Possono essere correlati cosmetici e crisi economica? In un primo momento potreste pensare di no, ma alcuni economisti ritengono possa esservi davvero un legame.
Questo particolare fenomeno è stato studiato per la prima volta negli anni Novanta. L’economista Schor notò che la maggior parte delle donne americane, durante periodi di crisi, preferiva investire denaro nell’acquisto di rossetti di brand di lusso. Di contro, le vendite di prodotti di bellezza più legati alla sfera casalinga (come detergenti per il viso e maschere) calavano drasticamente.
Anche durante l’attacco alle Torri Gemelle nel 2001 o la crisi finanziaria del 2008 le vendite di rossetti aumentarono in modo evidente. Venne quindi definito il “lipstick index”, termine coniato da Leonard Lauder (CEO dell’ azienda cosmetica “Esteè Lauder”). Questo indice testimoniava il fatto che le vendite di cosmetici sì di lusso - ma comunque abbordabili - aumentavano con l’acuirsi della recessione economica.
Sembrerebbe tutto chiaro e semplice: crisi economica equivale ad aumento di vendite di cosmetici. Ma è sempre stato così?
Fino all’avvento della pandemia da COVID-19 si sarebbe potuto rispondere positivamente a questa domanda, ma nel 2020 accadde qualcosa di imprevisto. Data l’iniziale impossibilità di uscire di casa, le vendite di cosmetici subirono un crollo importante, raggiungendo il -40% in Inghilterra. Ma anche nel momento in cui le restrizioni vennero progressivamente allentate, l’obbligo di portare le mascherine contribuì allo stallo nella vendita di prodotti di bellezza.
Ricordiamo tutti le pubblicità di brand di cosmesi visibili in televisione durante il 2020 e il 2021, incentrate sulla sponsorizzazione di prodotti per l’abbellimento dello sguardo.
L’avvento della campagna vaccinale e la fine delle restrizioni furono i primi veri momenti in cui il “lipstick effect” non si verificò. Infatti, ad un boom dell’economia seguì anche una crescita imponente delle vendite di rossetti e prodotti di lusso.

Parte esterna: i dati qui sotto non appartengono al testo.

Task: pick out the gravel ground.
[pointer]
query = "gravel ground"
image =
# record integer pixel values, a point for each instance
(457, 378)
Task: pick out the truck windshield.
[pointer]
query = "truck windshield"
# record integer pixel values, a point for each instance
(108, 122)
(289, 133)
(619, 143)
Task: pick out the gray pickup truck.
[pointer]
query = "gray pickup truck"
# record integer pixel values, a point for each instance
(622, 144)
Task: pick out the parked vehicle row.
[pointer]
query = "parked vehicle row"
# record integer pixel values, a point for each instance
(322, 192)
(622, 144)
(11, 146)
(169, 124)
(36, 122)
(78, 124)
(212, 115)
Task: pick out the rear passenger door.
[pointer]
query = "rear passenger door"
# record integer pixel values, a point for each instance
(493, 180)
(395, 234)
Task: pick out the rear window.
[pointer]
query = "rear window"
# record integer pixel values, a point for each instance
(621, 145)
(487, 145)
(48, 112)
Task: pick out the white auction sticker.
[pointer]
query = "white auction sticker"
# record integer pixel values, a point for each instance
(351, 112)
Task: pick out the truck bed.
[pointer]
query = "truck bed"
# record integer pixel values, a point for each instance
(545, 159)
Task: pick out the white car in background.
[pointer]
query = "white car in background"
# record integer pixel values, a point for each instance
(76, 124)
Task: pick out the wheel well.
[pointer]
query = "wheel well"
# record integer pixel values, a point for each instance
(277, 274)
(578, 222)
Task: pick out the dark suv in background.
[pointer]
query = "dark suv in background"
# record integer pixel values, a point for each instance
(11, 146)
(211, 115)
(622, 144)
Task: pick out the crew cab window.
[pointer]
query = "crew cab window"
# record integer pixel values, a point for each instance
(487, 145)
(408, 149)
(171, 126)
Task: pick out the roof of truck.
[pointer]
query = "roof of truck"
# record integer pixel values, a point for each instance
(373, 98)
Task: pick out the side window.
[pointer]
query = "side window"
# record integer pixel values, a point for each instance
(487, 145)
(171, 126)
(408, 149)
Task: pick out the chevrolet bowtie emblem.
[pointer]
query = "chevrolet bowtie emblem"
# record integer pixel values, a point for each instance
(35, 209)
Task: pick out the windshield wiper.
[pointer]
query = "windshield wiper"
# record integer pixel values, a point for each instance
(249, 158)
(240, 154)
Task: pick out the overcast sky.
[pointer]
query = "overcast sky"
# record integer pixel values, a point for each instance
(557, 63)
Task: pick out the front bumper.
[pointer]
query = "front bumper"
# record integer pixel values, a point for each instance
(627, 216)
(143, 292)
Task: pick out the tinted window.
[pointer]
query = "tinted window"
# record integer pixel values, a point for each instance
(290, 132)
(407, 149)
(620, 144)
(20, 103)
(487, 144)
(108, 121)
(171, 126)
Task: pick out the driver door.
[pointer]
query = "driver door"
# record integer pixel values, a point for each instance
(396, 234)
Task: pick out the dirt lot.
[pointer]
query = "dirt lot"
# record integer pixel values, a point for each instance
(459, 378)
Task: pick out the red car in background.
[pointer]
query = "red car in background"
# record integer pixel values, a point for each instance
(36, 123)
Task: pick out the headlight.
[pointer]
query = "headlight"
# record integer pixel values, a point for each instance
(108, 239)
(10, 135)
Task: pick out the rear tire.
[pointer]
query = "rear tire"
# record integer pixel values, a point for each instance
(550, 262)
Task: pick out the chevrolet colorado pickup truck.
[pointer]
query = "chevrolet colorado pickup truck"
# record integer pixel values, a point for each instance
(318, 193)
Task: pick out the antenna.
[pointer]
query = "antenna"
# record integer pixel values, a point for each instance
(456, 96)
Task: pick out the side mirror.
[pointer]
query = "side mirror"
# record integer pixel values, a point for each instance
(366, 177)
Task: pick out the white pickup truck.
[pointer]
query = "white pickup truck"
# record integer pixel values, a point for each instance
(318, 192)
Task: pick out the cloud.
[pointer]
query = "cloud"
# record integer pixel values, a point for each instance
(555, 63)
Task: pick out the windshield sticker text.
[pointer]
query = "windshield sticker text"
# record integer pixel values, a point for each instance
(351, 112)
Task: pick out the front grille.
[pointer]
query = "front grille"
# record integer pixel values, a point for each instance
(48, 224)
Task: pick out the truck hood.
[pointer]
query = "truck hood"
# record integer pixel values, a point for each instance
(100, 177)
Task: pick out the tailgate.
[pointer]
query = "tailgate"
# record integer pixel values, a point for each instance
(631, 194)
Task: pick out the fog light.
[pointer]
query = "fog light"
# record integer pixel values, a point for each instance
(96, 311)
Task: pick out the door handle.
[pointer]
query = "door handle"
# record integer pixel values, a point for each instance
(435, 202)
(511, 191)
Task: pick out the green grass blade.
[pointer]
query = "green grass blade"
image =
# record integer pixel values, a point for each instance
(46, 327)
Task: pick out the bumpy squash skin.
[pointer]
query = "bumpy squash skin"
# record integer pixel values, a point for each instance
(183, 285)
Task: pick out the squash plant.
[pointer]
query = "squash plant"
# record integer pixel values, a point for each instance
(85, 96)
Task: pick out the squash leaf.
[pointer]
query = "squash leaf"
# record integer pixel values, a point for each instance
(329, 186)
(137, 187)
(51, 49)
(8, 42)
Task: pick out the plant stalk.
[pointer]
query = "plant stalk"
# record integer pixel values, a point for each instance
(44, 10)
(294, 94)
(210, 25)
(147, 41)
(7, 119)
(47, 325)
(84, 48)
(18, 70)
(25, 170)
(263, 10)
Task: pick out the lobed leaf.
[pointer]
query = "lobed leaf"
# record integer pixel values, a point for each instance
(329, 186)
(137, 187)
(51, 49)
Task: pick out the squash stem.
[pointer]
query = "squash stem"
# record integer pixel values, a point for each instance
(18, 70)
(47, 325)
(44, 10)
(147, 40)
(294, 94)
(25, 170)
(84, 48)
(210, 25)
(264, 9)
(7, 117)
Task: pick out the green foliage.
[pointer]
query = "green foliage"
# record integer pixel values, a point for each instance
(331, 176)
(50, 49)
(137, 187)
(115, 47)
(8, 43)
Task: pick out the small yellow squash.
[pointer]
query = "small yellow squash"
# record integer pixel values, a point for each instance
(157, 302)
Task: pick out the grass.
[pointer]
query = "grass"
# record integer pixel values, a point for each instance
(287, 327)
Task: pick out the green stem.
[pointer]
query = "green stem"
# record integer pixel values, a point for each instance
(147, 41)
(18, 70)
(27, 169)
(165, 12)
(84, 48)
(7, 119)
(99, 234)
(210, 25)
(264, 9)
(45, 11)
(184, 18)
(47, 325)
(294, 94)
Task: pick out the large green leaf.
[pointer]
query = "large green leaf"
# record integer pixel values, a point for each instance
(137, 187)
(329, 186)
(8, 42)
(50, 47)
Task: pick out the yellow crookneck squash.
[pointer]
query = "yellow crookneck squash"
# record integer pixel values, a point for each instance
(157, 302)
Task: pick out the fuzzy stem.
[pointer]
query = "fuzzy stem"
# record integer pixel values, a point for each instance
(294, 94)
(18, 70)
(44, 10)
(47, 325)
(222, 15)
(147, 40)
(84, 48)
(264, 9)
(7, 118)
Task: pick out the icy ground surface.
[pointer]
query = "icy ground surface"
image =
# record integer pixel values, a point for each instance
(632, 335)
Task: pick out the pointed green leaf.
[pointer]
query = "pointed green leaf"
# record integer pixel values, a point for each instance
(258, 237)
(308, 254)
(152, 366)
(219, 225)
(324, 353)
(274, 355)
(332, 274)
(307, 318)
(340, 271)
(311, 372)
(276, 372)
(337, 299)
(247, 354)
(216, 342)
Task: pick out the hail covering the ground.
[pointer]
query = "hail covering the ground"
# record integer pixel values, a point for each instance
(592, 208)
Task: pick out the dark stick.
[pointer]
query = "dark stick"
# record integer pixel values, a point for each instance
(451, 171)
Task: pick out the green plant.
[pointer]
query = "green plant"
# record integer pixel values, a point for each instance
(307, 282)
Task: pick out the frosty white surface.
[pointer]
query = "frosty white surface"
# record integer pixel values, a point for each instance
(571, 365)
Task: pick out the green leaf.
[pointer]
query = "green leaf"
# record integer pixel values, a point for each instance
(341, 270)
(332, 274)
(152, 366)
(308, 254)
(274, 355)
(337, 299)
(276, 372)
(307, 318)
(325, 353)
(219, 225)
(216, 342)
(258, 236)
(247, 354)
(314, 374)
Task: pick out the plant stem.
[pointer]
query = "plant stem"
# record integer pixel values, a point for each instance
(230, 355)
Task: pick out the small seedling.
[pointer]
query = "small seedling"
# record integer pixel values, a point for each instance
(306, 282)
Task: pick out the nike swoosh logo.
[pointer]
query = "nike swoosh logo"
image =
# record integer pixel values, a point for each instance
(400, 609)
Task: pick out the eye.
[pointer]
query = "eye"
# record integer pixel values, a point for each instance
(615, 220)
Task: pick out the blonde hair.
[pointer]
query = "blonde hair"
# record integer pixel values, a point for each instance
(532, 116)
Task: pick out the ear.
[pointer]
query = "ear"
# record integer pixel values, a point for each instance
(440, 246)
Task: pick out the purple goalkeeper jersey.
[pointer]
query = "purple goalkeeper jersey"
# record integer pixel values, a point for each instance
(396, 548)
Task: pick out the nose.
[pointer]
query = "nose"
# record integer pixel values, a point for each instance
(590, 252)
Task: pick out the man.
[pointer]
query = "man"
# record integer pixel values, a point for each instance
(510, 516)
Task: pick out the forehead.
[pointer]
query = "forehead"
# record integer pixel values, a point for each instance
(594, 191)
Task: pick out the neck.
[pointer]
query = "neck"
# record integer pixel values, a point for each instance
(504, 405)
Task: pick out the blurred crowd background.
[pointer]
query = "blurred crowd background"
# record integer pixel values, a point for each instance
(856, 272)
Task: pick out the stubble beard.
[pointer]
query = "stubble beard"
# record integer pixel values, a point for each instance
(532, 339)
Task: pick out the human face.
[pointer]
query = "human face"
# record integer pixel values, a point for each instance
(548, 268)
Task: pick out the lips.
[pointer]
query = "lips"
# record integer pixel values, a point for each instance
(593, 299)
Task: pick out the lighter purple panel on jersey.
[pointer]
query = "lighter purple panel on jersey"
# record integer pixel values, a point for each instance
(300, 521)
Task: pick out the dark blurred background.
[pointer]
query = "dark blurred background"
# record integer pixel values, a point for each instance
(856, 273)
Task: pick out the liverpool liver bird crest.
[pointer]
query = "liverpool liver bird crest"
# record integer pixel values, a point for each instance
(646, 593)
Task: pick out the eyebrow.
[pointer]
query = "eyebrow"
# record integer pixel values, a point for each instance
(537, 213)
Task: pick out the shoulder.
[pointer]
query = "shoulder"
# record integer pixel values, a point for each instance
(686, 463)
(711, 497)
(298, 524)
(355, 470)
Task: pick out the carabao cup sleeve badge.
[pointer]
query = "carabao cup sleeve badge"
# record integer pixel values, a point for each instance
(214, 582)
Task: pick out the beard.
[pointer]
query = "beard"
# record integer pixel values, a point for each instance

In Italia nel 2021 ci fu un rimbalzo nelle vendite di cosmetici pari all’8,8%, mentre per il 2022 ci si aspetta una crescita del 3,2%. Anche Cosmetica Italia - associazione nazionale che riunisce le più importanti imprese cosmetiche - parla esplicitamente di rimodulazione del “lipstick effect”. Una delle categorie con le migliori performance di vendite anno su anno è stata proprio quella dei prodotti per le labbra, con un +10,2% nel 2021.
Se la pandemia ha messo in crisi il lipstick index come lo si era inteso fino a quel momento, anche l’attuale periodo di iperinflazione sta portando molti consumatori a cambiare abitudini. Negli Stati Uniti le vendite di prodotti per la cura del viso sono calati del 2,1%, con il gruppo L’Oreal che più di tutti ha contribuito alla decrescita del settore.
Ha ancora senso tenere in considerazione il “lipstick index” così come era stato definito ormai più di venti anni fa da Lauder? Forse non più. Per questo motivo si tende ultimamente ad includere in questo indicatore - dall’analista Johnny Forsyth ridenominato “indulgence index” - più prodotti non strettamente collegati all’ambito della cosmesi, come alcolici e cioccolato.
Questi sono solo alcuni esempi di settori merceologici sui quali si è dimostrato che i consumatori investono anche in momenti di difficoltà. Probabilmente in futuro sarà preso in considerazione sempre più questo “indulgence index”, più adatto a descrivere i frangenti economici di un mondo che cambia sempre più velocemente.